The second effect of literacy on young students is with their relationship with education itself. School work for students as young as first grade relies on reading. Sure, the teacher may offer verbal directions or visual examples, but those may be missed by the student. What they, or their parents, are left with is written instruction. If a student cannot read, they are presented with a large hurdle in every subject in school, regardless of their relative ability with it. I once worked with a boy who could conceptualize negative numbers and basic algebra upon exiting first grade. He was struggling in all areas of school because he could not read. He showed his astronomically advanced understanding of math with verbal work I provided him, but he could not read the problems to even begin his school assigned work.
Expression and Performance
Educators rely on a student's ability to express their understanding of content material through written work, a reliance that grows with each grade level. A first grade math problem will request a simple digit based answer for the educator to assess the student's ability. The necessity for linguistic expression grows massively even by the fifth grade, when students are expected to write a small text summary detailing the mathematical process they undertook to find the answer to a given problem.

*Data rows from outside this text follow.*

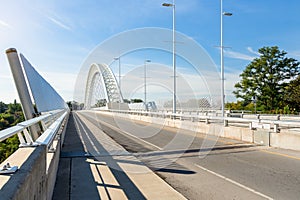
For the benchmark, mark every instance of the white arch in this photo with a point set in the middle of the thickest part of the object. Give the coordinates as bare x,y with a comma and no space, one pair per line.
108,80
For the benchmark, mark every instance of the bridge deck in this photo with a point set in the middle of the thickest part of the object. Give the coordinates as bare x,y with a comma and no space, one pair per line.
93,166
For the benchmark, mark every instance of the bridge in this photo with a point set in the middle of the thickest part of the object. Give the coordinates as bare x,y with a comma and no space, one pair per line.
112,152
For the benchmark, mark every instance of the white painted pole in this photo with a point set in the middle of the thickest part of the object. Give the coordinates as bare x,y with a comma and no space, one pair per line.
22,88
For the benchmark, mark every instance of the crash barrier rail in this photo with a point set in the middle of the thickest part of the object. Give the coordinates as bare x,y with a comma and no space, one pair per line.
275,122
32,169
50,123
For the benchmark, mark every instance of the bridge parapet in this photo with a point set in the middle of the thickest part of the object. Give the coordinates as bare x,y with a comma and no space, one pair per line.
37,160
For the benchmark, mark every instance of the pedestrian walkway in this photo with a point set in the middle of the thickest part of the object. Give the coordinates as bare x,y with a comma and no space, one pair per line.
93,166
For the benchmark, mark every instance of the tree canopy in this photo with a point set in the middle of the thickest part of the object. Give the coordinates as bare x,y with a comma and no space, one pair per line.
266,78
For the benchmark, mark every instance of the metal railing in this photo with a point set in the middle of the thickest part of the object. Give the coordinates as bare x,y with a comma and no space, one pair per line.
51,122
253,121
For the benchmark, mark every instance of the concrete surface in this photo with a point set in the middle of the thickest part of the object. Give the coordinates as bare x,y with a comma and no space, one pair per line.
29,182
210,167
93,166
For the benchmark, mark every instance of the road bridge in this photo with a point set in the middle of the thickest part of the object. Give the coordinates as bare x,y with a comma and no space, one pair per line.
124,154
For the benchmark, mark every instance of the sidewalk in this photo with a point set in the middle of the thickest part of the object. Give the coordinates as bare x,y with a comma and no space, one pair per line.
93,166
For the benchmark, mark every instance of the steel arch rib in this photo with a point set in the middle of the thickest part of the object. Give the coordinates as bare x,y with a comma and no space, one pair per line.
111,89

Lastly, the older a student gets and rises through the ranks of their academic career, the more the expression of themselves through writing becomes absolutely necessary. The simple concept of receiving information, processing it, and then offering personal input on the subject through written expression is the basic method of schooling from sixth grade through the highest levels of higher education. This process is also how professionals in various fields communicate with each other regarding findings, advances, and proposals, marking the skill as one of a successful worker.
Successful, participatory adults within society all have one thing in common: they are literate. Moreover, the higher the level of literacy and written expression, the higher chance of success for an individual. Much like any academic skill, parents/guardians can help their students develop and build such skills at the earliest of stages through practicing reading and writing together, sharing examples of higher writing/reading skills from an adult's life, or even simple tasks such as individual reading and journaling time can make an exponential difference given enough time and commitment.